I have recently detected a growing interest in the topic as fuel costs increase and as regulations that govern pollution from sulfur dioxide get ever more challenging. Up until just a year or so ago, ships were one of the few remaining markets for high sulfur residual oil – aka bunker C. That fuel was far cheaper than the low sulfur distillates that ships are now required to burn almost all of the time, but it was also found to be damaging the global environment.
As recent, widely reported radiation detections have shown, stuff that gets airborne can often be distributed all around the world via the jet stream. It should be pretty logical to recognize that if Xe-133 or I-131 can be found in the US and sourced to an event in Japan, that acid rain in Europe or America can result from sulfur dioxide pumped into the atmosphere from a ship at sea.
@Rod,
I noticed on the page you linked to, that you have a comment that “At current prices, reactor fuel costs 85 percent less than bunker fuel.”
I’d like to ask for a clarification – what are you comparing, price by weight (pound/ton/tonne), or price by energy (watt/horsepower)?
In either case, 85% is a great discount, but if it’s pound-for-pound 85% cheaper, that ends up being a huge, huge difference since each pound of fuel gives, what, hundreds of thousands or a million times more energy? But, I suspect that 85% figure already reflects the math of calculating the energy difference?
@Jeff – the price comparison is on a per unit energy basis. It is probably time to do a new calculation using more up to date cost numbers for both commercial nuclear fuel and distillate fuel oil.
The NS Savannah as you pointed out, was a technology demonstrator, but the bottom line is that it was just too soon. Unfortunately, now that the time has come, she will be held up as a failure by antinuclear forces, which is a shame.
Bunker fuel is about the nastiest fuel imaginable. Ports around the world are tightening their emissions standards. Shipping companies have to respond. They may install expensive filters. They may in the future have ships that run on CNG. But this all sounds more complicated and expensive than building a nuclear ship.
Rod, I am sure you know this: the Germans built a nuclear ship, the Otto Hahn.
http://en.wikipedia.org/wiki/Otto_Hahn_(ship)
I actually saw this ship when I was a kid in 1977, that time in the harbour of Hamburg.
Savannah was not designed with cargo carrying economic parameters in mind. She demonstrated that nuclear propulsion in a semi-military environment was possible and safe. [Subs had already shown that full-military operation of nuclear propulsion was both safe and naval-operations reliable.]

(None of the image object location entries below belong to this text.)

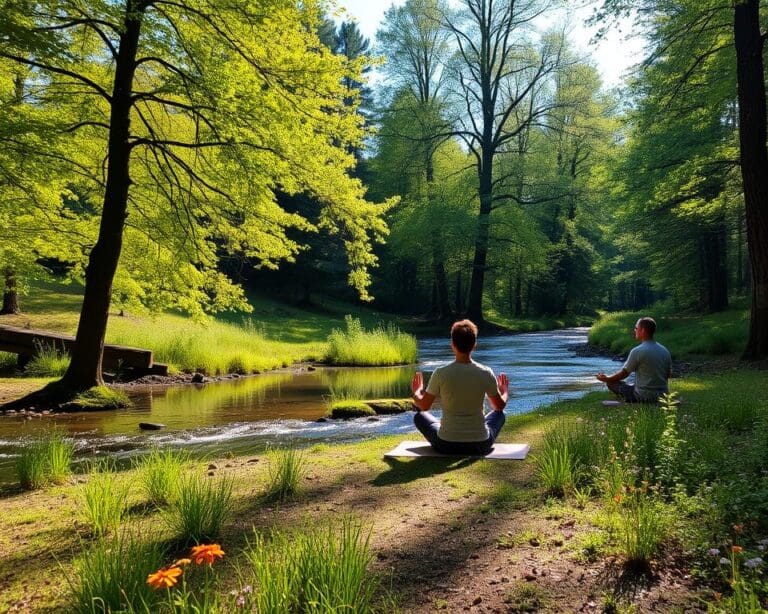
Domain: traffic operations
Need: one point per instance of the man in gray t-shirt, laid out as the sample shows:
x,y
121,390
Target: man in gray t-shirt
x,y
650,362
461,387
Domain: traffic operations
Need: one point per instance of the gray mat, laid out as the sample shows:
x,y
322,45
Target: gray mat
x,y
501,451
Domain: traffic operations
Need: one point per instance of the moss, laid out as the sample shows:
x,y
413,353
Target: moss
x,y
377,407
98,397
350,409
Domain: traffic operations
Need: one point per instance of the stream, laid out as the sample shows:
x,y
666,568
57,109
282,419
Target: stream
x,y
249,414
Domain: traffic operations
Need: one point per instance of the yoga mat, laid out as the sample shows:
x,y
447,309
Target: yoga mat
x,y
501,451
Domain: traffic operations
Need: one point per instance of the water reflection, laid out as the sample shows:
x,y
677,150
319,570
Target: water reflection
x,y
245,415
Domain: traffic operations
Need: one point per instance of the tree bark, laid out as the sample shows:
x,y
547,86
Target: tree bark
x,y
85,368
10,294
754,164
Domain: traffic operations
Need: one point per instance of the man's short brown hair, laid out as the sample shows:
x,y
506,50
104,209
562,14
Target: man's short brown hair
x,y
464,335
648,324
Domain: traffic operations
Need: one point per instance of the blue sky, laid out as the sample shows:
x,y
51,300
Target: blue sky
x,y
612,56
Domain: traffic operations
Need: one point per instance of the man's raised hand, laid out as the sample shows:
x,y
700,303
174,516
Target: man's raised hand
x,y
417,383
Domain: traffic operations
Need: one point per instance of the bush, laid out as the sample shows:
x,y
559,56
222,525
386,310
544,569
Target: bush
x,y
112,576
381,346
200,508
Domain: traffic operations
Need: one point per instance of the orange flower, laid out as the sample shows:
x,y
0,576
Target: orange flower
x,y
164,578
206,553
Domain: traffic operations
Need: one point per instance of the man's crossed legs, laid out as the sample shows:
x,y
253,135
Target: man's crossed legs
x,y
429,426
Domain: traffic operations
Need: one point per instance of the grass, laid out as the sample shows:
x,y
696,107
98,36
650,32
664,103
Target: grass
x,y
99,397
286,469
714,334
200,508
160,472
442,514
313,570
383,345
44,460
103,500
111,575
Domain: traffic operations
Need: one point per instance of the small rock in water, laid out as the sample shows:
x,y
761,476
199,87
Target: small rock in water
x,y
151,426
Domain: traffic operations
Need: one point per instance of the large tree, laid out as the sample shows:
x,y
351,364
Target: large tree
x,y
205,109
501,66
730,29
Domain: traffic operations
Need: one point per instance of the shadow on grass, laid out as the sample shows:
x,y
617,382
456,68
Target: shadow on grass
x,y
402,472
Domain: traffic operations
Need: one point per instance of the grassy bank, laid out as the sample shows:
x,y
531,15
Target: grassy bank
x,y
272,336
429,533
714,334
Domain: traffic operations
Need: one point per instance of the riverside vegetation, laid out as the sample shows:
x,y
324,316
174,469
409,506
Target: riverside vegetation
x,y
648,496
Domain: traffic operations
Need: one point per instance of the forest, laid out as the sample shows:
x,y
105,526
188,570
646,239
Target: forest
x,y
289,215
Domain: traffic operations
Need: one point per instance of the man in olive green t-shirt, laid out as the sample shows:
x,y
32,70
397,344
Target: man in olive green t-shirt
x,y
650,362
461,387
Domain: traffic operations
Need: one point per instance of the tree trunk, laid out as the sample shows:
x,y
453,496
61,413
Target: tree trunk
x,y
475,304
85,368
754,164
10,294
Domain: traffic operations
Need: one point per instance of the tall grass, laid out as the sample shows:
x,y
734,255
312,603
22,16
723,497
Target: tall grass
x,y
286,469
112,576
212,347
200,508
315,570
384,345
642,527
710,334
47,362
45,459
103,500
160,472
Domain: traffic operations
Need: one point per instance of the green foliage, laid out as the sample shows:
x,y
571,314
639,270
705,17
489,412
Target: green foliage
x,y
642,526
103,502
100,397
47,362
160,472
45,459
200,508
711,334
111,576
380,346
287,468
313,570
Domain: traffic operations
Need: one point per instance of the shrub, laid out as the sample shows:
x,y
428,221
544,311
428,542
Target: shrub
x,y
45,459
285,473
112,576
160,472
200,508
104,500
313,571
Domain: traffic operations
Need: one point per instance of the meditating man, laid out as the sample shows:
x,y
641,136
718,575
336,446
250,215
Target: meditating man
x,y
651,363
462,387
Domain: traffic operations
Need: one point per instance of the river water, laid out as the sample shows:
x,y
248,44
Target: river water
x,y
249,414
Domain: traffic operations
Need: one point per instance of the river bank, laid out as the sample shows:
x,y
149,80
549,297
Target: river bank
x,y
447,534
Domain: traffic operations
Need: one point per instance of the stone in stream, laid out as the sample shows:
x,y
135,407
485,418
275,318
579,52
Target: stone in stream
x,y
151,426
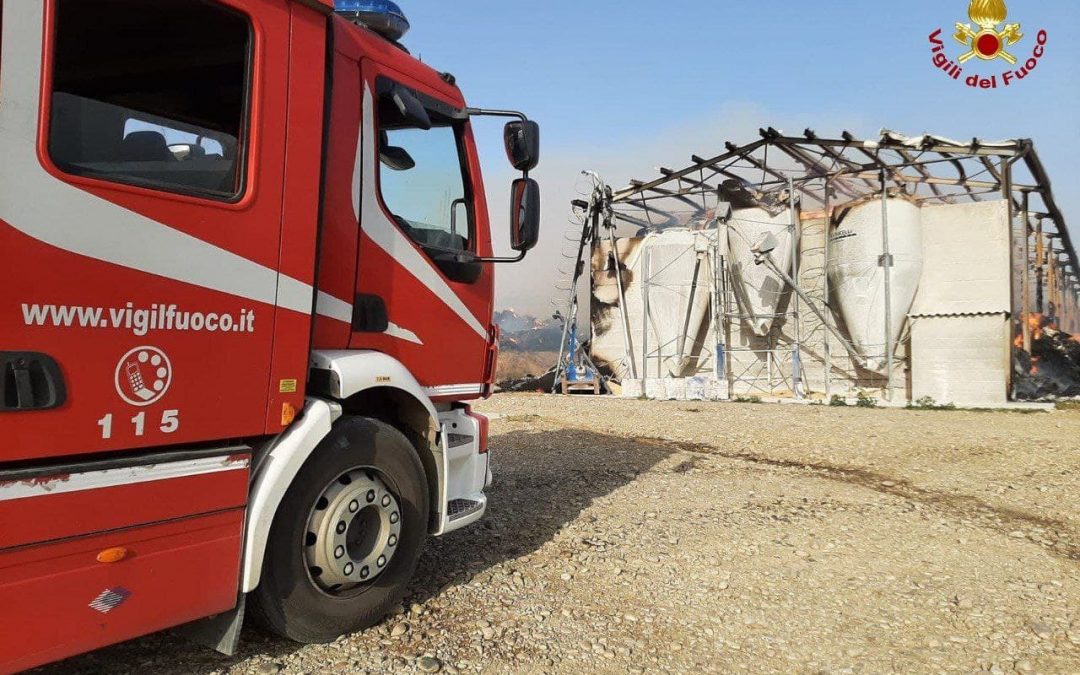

Government frequently authorizes work-start and fully expresses design requirements much later.
A publicity-oriented project such as nuclear propulsion had its own goals and imperatives; economic cargo-operation was obviously not one of Eisenhower’s prime concerns.
This wall chart of the NS Savannah would go well here.
http://econtent.unm.edu/cgi-bin/showfile.exe?CISOROOT=/nuceng&CISOPTR=30&filename=39.pdf
And this discussion of residual fuel consumption is semi-related, but would probably be better suited as an illustration of Rod’s point that the first nuclear power plant build out essentially pushed oil out of the electricity generation fuel market, other than its remaining ~2% share.